Tuesday, October 31, 2017
It's an unfortunate reality that most commercial genetic ancestry tests out there are rather lame. They're not wrong per se, but that's probably the best that can be said about them. And let's be honest, that's no longer enough considering how far this area of science has come in recent years. To try and remedy this problem, I'll be offering a wide range of highly accurate and unique, but low cost, ancestry tests here, in my makeshift online store, based on analyses on my other blog (see here). These tests will focus on either recent or ancient ancestry, or both, using the latest reference samples from scientific literature whenever possible.
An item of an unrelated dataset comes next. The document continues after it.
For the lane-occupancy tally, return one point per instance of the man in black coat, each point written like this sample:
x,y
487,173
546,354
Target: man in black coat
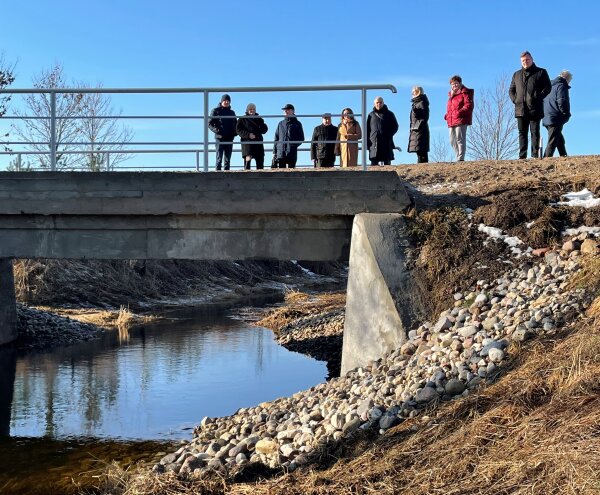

To make a purchase, send your request, autosomal genotype data (from AncestryDNA, FTDNA or 23andMe) and money (via PayPal) to eurogenesblog at gmail dot com. Let's start things rolling with my genetic and linguistic landscape of Europe north of the Alps, Balkans and Pyrenees (see here). For a mere $6 USD I will pinpoint your location on the plot below amongst a variety of modern-day and ancient individuals. You'll also receive the principal component coordinates, which you can use to model your ancestry proportions (for instance, like here). Please keep in mind, however, that to ensure sensible results in this particular analysis, practically all of your ancestry has to derive from Central, Eastern and/or Northern Europe. Most of my other tests won't be so restrictive.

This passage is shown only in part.